The New York State Board of Regents last week approved a plan designed to simplify the formula for distributing state aid to schools and equalize funding between high- and low-wealth districts.
The plan, which the regents anticipate will take two years to implement, requires legislative approval.
Backers of the proposal say it will replace an existing funding system that is outmoded and overly complex.
“The whole thing is an unintelligible morass,’' said Carl T. Hayden, the chairman of the regents’ state-aid committee. “Local practitioners don’t understand it, it focuses on inputs and not on all the consequences, and the inequities in spending between rich and poor are scandalous.’'
“Our proposal attempts to create a much greater sense of equity, and at the same time, seeks to simply the way we fund,’' he said.
Advocates say the funding simplification also parallels the transformation of the state education department from a monitoring agency subdivided to oversee specific tasks to an agency made up of teams for providing assistance to schools.
Both the funding formula and the reorganized department are designed to meet the goals of the New Compact for Learning, an outcome-based approach to education adopted by the regents last year.
Three Funding Categories
The regents’ plan would reduce the number of funding categories from 53 to three.
The first new category would fold most current programs into a single one covering comprehensive operating aid.
A second category would provide aid for capital projects.
The third and most novel component would provide “extraordinary-pupil-needs aid’’ to insure that all children get an “equivalent opportunity for a sound, basic education,’' Mr. Hayden said.
The third category would take into account regional cost differences and district wealth. Moreover, it would require a local funding commitment and set a floor and a ceiling to prevent the money from being diverted for tax relief.
Mr. Hayden said the regents anticipate the plan will stir debate.
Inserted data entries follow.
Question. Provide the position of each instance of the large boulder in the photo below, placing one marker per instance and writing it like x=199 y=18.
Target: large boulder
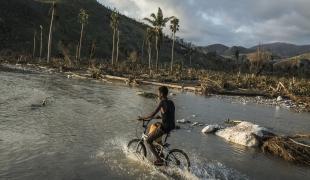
x=245 y=133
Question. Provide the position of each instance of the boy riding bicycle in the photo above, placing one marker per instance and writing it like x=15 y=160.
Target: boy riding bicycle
x=167 y=109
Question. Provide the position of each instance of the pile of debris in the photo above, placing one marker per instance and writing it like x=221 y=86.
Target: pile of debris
x=290 y=148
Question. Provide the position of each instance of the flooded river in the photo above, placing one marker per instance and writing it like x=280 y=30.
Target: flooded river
x=82 y=131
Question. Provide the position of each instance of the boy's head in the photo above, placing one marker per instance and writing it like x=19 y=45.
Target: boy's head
x=162 y=92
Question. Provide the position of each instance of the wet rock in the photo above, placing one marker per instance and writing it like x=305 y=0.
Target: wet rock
x=245 y=133
x=197 y=124
x=211 y=129
x=183 y=121
x=279 y=98
x=147 y=95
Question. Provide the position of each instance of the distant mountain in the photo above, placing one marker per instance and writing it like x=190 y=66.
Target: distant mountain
x=232 y=50
x=283 y=50
x=218 y=48
x=19 y=19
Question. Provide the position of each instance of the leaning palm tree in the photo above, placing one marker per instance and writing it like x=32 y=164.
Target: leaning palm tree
x=117 y=47
x=174 y=27
x=41 y=40
x=49 y=48
x=114 y=25
x=150 y=33
x=158 y=22
x=83 y=19
x=34 y=44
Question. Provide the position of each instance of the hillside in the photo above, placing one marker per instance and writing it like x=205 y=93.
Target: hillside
x=20 y=18
x=283 y=50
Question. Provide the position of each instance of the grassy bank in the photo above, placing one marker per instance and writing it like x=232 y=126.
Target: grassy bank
x=205 y=82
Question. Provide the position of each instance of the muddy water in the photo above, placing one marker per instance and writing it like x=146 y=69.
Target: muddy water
x=82 y=132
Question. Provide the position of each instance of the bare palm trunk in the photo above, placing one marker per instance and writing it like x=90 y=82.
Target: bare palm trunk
x=117 y=47
x=150 y=55
x=156 y=53
x=77 y=53
x=80 y=44
x=113 y=49
x=41 y=42
x=142 y=50
x=50 y=35
x=172 y=53
x=34 y=44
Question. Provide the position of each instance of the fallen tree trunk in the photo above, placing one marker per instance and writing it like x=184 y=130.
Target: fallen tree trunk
x=249 y=93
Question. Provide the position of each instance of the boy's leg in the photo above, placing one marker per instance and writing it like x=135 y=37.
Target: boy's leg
x=149 y=141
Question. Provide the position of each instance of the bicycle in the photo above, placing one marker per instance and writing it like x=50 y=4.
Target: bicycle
x=172 y=158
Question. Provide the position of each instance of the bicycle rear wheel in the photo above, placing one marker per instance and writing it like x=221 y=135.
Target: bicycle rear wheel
x=179 y=159
x=137 y=146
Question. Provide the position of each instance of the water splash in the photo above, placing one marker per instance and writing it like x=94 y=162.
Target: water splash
x=140 y=167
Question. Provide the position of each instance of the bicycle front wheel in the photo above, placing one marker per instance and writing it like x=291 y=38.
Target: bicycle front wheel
x=137 y=146
x=179 y=159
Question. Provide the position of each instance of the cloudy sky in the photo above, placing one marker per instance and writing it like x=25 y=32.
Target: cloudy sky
x=230 y=22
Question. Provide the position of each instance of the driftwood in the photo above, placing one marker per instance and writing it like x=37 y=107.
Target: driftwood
x=239 y=92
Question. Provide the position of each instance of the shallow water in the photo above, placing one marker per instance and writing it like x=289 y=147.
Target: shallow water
x=84 y=129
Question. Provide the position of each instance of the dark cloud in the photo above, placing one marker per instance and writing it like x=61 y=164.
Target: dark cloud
x=231 y=22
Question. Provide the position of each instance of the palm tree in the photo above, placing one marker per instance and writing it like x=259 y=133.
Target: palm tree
x=41 y=40
x=114 y=25
x=150 y=36
x=83 y=19
x=49 y=48
x=174 y=26
x=34 y=44
x=117 y=47
x=190 y=51
x=158 y=22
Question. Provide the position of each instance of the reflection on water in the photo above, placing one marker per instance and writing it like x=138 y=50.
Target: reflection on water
x=82 y=132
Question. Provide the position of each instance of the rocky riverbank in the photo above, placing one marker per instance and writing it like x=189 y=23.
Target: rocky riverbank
x=238 y=95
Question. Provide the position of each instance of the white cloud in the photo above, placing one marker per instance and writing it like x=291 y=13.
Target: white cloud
x=231 y=22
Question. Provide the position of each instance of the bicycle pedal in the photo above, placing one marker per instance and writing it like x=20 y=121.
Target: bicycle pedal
x=166 y=145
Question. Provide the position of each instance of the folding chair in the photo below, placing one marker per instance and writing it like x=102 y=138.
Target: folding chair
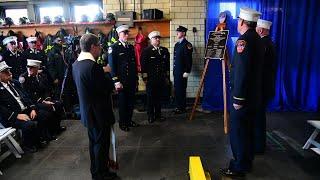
x=12 y=144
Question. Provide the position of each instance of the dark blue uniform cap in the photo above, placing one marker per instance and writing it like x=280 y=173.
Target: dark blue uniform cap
x=182 y=29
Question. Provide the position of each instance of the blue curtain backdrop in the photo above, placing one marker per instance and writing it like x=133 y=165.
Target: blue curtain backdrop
x=295 y=32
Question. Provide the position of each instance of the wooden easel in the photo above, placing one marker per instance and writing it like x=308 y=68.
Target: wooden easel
x=224 y=62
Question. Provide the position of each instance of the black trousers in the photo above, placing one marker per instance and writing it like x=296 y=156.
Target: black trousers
x=99 y=143
x=180 y=88
x=126 y=104
x=55 y=115
x=154 y=94
x=241 y=138
x=30 y=134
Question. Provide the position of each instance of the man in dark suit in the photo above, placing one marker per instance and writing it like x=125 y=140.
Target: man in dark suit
x=94 y=92
x=181 y=68
x=18 y=111
x=268 y=84
x=245 y=96
x=155 y=66
x=124 y=73
x=13 y=57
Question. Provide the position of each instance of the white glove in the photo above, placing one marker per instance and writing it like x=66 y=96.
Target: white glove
x=118 y=85
x=237 y=106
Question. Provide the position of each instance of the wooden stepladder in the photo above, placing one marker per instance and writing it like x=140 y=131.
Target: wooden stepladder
x=224 y=62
Already they have heard constituents express concern that such programs as special education might be neglected if categorical grants are lumped together. But safeguards would be built into the system to prevent that, he said.
Conceptually, the new funding scheme “doesn’t have to cost another penny,’' Mr. Hayden added.
Because of funding cuts in recent years, however, the regents are seeking a $450 million increase from the legislature for 1993-94.